I was glad to escape from the bewildering noise to the quietude of the make-up department. A man who had been studying a racing form glanced at my white shirt. Immediately he picked up an armful of proofs and began running all over the place. Then he put the proofs back on a table. A janitor picked them up and shoved them into his truck of waste paper.
“Good morning,” I said to the janitor. “How’s your family?” “Very good, thank you,” he replied with a Polish accent. “My little girl is sick, got the flu, but everything else is very good, thank you.”
And, with a huge broom, be began to sweep vigorously.
Then I noticed a peculiar phenomenon. Three men, forming a bucket brigade, were moving galley after galley of type from cabinet 62 to cabinet 39. Meanwhile another bucket brigade was moving galleys from 39 back to 62. Each of the brigades was under the supervision of a white-shirted straw boss.
“Why are you going in circles?” I asked one of the executives. “You’re nullifying each other.”
“That’s our standard operating procedure,” he told me. “Two executives for every job. One corrects the mistakes of the other. Do you realize what would happen if we had only one executive for the job? We’d have chaos.”

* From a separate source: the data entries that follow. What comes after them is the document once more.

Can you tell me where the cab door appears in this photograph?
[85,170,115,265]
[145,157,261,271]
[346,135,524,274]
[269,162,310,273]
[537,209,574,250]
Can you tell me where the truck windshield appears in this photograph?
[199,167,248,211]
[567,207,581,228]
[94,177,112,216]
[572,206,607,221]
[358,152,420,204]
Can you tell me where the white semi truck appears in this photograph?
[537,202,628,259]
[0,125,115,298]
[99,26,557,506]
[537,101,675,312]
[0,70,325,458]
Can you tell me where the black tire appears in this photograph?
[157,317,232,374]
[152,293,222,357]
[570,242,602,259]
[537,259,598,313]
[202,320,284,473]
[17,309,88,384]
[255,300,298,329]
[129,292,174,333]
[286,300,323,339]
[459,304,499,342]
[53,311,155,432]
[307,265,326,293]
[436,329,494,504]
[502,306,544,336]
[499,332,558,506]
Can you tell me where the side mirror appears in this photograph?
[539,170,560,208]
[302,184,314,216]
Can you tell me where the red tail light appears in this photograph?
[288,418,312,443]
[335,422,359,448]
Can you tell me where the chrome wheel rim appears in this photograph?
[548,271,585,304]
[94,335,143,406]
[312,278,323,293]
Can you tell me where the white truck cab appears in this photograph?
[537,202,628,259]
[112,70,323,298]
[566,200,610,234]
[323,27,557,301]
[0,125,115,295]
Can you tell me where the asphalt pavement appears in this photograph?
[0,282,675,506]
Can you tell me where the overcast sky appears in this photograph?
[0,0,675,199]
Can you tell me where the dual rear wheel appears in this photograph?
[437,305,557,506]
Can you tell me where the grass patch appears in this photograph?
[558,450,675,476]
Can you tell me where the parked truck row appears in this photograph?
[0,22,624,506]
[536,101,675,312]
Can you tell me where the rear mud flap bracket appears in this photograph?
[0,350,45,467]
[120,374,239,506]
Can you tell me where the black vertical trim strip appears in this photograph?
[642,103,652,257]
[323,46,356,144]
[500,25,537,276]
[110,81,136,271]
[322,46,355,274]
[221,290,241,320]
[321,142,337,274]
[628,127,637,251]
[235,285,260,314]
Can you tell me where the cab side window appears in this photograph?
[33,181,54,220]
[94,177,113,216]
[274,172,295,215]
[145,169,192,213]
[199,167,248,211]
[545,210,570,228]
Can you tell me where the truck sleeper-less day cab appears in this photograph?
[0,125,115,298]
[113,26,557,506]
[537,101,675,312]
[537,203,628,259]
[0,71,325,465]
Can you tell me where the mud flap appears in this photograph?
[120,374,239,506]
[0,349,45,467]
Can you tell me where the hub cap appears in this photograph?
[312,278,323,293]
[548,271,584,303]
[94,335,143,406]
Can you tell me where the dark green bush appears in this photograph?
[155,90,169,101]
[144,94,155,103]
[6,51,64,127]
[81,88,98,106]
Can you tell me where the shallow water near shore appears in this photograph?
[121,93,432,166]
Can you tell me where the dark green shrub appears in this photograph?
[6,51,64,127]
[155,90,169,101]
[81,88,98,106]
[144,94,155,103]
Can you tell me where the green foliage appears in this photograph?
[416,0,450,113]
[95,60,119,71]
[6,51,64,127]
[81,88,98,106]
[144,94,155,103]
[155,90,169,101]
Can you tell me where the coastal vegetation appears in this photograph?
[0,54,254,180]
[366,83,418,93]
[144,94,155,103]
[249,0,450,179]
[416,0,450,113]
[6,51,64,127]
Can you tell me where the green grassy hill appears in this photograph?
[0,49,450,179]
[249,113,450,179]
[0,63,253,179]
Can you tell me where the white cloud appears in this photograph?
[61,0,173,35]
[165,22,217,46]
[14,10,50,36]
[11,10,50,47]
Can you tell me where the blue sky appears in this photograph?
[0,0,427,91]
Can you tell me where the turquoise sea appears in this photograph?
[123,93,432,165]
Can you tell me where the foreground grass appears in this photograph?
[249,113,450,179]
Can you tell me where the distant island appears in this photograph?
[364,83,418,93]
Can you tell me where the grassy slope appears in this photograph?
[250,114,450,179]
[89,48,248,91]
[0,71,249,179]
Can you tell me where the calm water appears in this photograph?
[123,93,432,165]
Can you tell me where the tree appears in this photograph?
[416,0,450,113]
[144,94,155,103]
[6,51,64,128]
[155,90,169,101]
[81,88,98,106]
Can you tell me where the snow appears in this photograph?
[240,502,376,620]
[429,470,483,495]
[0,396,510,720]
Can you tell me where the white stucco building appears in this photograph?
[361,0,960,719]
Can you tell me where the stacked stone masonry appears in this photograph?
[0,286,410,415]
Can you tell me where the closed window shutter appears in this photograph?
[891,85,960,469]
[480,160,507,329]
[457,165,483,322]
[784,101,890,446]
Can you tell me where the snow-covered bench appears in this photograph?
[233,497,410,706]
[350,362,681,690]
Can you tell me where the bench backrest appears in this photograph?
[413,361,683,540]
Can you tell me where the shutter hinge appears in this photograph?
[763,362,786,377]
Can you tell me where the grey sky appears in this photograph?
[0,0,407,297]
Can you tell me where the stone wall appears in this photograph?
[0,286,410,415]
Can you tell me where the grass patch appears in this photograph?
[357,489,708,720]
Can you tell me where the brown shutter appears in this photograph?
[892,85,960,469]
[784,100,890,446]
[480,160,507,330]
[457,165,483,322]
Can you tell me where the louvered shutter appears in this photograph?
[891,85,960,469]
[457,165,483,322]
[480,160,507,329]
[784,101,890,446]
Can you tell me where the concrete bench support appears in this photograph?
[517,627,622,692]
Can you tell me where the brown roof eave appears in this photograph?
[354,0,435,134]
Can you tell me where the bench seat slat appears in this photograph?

“That type looks dusty,” I said.
“It’s five years old,” he replied. “It’s really dead metal.”
“Then why do you keep moving it back and forth? Why don’t you dump it?”
One of the workers stopped and stood glaring at my white shirt. He picked up the wall phone and called some kind of labor office.
A burly man came charging in on me.
“A new boss, aren’t you?” he yelled. “Pushing your weight around already. Trying to throw people out of work. Our contract says that we’ve got jurisdiction over that type and …”
“Aw hell,” I said. And I went outside to buy a blue shirt. I tossed my white shirt into a trash can. Why should I let a white shirt give me an ulcer?
As soon as a boss spotted my blue shirt he led me to the linotype department. He gave me a style sheet and told me to take machine number 27.
“We expect 80 lines an hour,” he said sternly, “and not more than five errors to a galley.”
So I sat down and set type.
A few hours later I noticed that somebody was standing behind me.
He wore a white shirt and carried a clipboard. He glanced at his wrist watch.
I worked faster.
I still don’t know who the hell he was.